No matter how much I fought it, Jeffrey had already made up his mind. There was nothing I could do to change it.
All I could do was stand back and watch as he quietly sorted through everything he owned stocks, properties, valuables making sure every member of the pack was taken care of. He even set aside something special for the twins, so they’d be looked after even without him.
Julian stayed silent through all of it. He knew he carried the blood of one of the missing twins, and I could see in his eyes that he wanted to go with Jeffrey. But Jeffrey refused him without hesitation, putting his son’s safety above everything else.
On the morning Jeffrey left, I grabbed Lewis’s sleeve. "Carl, can’t you stop him?"
He pulled me close, one hand resting at my waist, the other brushing my cheek. "Riley, I’ll do everything I can to keep him safe. But if he’s already decided this is how it ends, there’s nothing either of us can do. You know that. You can’t stop a man who’s made peace with dying."
My eyes filled with tears, because I knew he was right, and that made it worse.
"Be good," he said softly. "This is the path Dad chose. Life still means everything to you and me, but for him, it’s become a weight he no longer wants to carry. After everything he’s survived, he’s found his own kind of peace. Stay home, look after the children. Leave the rest to me."
My body was still too fragile to follow, and the memory of last time was enough to keep me from trying. I rose on my toes and pressed a quiet kiss to Lewis’s cheek. "Come back to me."
"I will." He kissed my forehead and walked away with Jeffrey, and my heart went with them both.
In just over a year, I’d said too many goodbyes. And I still hadn’t fully made peace with losing Whitney. It had been her choice, but the feeling of her hand slipping from mine never left me. It was like something deep and essential had been torn away the kind of ache that doesn’t have a name, only a weight.
I still dreamed about that night. The cliff. The moment she jumped. It played in my mind on a loop, especially in the quiet hours before dawn. If she were still here and knew the twins had arrived safely, she would have smiled. I was sure of it.
But that’s just how life goes. Some people walk into your world like a gift, and then they’re gone loudly or without a sound before you’re ready to let them go.
The little ones were now past four months old. Everett had already figured out how to roll over on his own, while Everly was still working at it with everything she had, arms and legs going in every direction like a tiny creature flipped on its back.
Watching her made me laugh softly through my sadness. I gave her a gentle nudge, and finally, she rolled over. Everett immediately poked her cheek with one chubby finger and grinned at Lena like he’d done something impressive.
They really were something close to miraculous.
I hadn’t left the residence in over a month, but being with them every day filled something in me that I hadn’t expected. The weather that afternoon was beautiful warm and still, the cherry blossoms in the yard thick and open, petals catching the light.
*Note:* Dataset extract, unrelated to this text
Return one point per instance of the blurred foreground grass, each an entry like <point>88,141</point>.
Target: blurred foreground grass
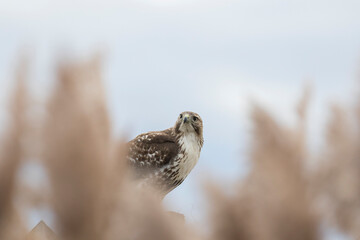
<point>93,198</point>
I brought the twins outside. Lewis had built them a small swing himself, layering it with cushions so they’d be comfortable. They lay side by side while the sunlight filtered down through the branches in soft patches, and a slow breeze shook loose a drift of blossoms that fell like pink snow around us.
On a day like this, I felt their absence most all the people I wished were here to see it.
Come back safe, I thought. All of you.
"Riley." Julian’s voice pulled me back. He came to stand beside me, his gaze dropping to the children, his expression gentle. He was thinner than before different, somehow, in a way I couldn’t quite explain.
The sharpness that used to live in his eyes was gone. What replaced it was quieter. More settled. He stood like someone who had finally stopped fighting himself.
"Are you worried about Grandpa too?" he asked.
I didn’t answer right away. I just looked at the twins, at the petals falling around them, and thought about how much had changed.
Maybe joy doesn’t always come back the same way it left. Maybe sometimes it comes back wearing a different face entirely.